Notes to The Consolidated Financial Statement
AL MAZAYA HOLDING COMPANY K.S.C. AND ITS SUBSIDIARIES
31 December 2012
Jointly controlled assets
The Group has joint control of certain properties held for trading. The Group recognises its interests in the jointly controlled
asset using the proportionate consolidation method whereby the Group includes its share of the asset and liabilities and
related income and expenses on a line by line basis in its consolidated financial statements.
Investment in associates
The Group’s investments in its associates are accounted for under the equity method of accounting. An associate is an
entity in which the Group has significant influence and which is neither a subsidiary nor a joint venture.
Under the equity method, investment in an associate is initially recognised at cost and adjusted thereafter for the post-
acquisition change in the Group’s share of net assets of the associate. Goodwill relating to the associate is included in the
carrying amount of the investment and is neither amortised nor individually tested for impairment.

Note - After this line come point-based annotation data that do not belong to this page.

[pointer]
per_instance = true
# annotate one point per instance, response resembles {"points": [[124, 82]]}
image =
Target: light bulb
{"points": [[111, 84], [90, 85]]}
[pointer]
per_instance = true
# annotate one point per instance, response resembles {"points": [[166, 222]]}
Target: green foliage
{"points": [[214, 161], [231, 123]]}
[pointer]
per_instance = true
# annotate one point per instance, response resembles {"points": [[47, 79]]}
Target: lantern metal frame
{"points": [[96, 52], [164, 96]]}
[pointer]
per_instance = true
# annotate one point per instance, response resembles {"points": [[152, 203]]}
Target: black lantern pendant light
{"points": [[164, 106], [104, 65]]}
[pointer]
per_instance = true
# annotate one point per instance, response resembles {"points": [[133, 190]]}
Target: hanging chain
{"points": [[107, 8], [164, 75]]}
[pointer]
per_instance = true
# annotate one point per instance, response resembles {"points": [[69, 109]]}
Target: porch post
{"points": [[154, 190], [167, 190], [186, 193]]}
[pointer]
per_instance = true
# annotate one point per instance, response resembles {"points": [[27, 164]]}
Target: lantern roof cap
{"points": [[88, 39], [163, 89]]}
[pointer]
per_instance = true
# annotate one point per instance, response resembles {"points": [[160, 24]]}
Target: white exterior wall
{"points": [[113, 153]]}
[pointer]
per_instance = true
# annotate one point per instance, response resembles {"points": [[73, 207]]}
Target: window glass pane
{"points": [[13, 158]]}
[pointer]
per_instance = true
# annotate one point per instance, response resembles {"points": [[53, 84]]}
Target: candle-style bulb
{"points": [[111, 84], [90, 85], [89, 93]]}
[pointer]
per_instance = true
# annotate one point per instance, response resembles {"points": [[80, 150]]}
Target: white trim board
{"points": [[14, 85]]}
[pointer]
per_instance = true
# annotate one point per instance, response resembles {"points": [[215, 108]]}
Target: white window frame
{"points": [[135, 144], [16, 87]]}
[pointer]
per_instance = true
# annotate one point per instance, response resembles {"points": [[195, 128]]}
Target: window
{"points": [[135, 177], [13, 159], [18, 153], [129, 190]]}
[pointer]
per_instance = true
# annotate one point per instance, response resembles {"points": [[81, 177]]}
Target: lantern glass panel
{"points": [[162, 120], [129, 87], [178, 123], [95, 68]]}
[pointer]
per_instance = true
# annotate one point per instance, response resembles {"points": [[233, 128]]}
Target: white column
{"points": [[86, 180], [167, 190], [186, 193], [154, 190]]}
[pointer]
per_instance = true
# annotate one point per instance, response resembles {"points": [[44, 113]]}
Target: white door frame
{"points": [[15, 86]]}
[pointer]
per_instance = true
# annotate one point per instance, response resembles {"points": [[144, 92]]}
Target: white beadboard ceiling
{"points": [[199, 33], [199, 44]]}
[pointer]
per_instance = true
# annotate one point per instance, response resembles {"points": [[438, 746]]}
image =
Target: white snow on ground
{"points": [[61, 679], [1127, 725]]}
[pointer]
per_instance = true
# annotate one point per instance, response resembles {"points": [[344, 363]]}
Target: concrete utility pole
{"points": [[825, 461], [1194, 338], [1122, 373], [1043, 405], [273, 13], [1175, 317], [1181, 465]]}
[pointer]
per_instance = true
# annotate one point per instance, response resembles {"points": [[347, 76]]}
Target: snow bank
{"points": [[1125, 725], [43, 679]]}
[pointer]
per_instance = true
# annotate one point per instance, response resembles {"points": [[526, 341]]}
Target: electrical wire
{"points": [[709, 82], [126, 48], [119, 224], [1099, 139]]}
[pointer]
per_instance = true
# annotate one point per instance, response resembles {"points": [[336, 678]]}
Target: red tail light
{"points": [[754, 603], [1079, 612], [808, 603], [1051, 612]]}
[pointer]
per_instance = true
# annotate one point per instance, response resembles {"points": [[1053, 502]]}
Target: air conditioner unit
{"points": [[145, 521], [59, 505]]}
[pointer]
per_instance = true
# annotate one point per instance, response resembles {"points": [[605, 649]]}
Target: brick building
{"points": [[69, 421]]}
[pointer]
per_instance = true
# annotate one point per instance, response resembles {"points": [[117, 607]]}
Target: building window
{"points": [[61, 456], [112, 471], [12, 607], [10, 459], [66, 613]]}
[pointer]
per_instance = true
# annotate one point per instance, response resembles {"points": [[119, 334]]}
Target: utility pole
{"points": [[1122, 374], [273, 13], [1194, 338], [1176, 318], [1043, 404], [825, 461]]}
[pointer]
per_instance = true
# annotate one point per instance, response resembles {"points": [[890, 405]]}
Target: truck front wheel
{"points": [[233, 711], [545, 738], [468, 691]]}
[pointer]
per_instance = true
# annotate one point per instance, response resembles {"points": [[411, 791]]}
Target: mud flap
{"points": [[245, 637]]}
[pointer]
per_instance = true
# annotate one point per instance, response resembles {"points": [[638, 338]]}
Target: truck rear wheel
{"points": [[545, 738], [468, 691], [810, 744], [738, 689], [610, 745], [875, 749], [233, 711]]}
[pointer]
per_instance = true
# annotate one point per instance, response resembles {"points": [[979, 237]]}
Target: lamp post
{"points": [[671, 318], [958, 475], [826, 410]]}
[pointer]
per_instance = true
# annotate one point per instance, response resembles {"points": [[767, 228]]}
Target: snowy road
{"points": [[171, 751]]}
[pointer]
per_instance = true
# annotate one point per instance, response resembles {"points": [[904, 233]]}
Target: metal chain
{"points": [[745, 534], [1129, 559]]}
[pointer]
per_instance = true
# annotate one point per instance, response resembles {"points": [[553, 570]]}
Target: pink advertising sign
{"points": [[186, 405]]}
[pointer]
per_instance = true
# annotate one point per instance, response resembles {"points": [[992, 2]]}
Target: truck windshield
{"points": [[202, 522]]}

The Group recognises in the consolidated statement of income its share of the total recognised profit or loss of the associate
from the date that influence or ownership effectively commenced until the date that it effectively ceases. Distributions
received from an associate reduce the carrying amount of the investment. Adjustments to the carrying amount may also be
necessary for changes in the Group’s share in the associate arising from changes in the associate’s equity that have been
recognised in the associate’s statement of comprehensive income.
The Group’s share of those changes is recognised directly in equity. Unrealised gains on transactions with an associate are
eliminated to the extent of the Group’s share in the associate. Unrealised losses are also eliminated unless the transaction
provides evidence of impairment in the asset transferred.
An assessment of investment in an associate is performed when there is an indication that the asset has been impaired, or
that impairment losses recognised in prior years no longer exist. Whenever impairment requirements of IAS 36, indicate
that investment in an associate may be impaired, the entire carrying amount of investment is tested by comparing its
recoverable amount with its carrying value.
The difference in reporting dates of the associates and the Group is not more than three months. Adjustments are made
for the effects of significant transactions or events that occur between that date and the date of the Group’s consolidated
financial statements. The associate’s accounting policies conform to those used by the Group for like transactions and
events in similar circumstances.
Upon loss of significant influence over the associate, the Group measures and recognises any retaining investment at its fair
value. Any differences between the carrying amount of the associate upon loss of significant influence and the fair value of
the remaining investment and proceeds from disposal are recognised in the consolidated statement of income.
Investment properties
Investment property comprises developed property and property under construction or re-development held to earn rentals
or for capital appreciation or both. Property held under a lease is classified as investment property when the definition of
an investment property is met.
Investment property is measured initially at cost including transaction costs. Transaction costs include transfer taxes,
professional fees for legal services and initial leasing commissions to bring the property to the condition necessary for it to
be capable of operating. The carrying amount also includes the cost of replacing part of an existing investment property at
the time that cost is incurred if the recognition criteria are met.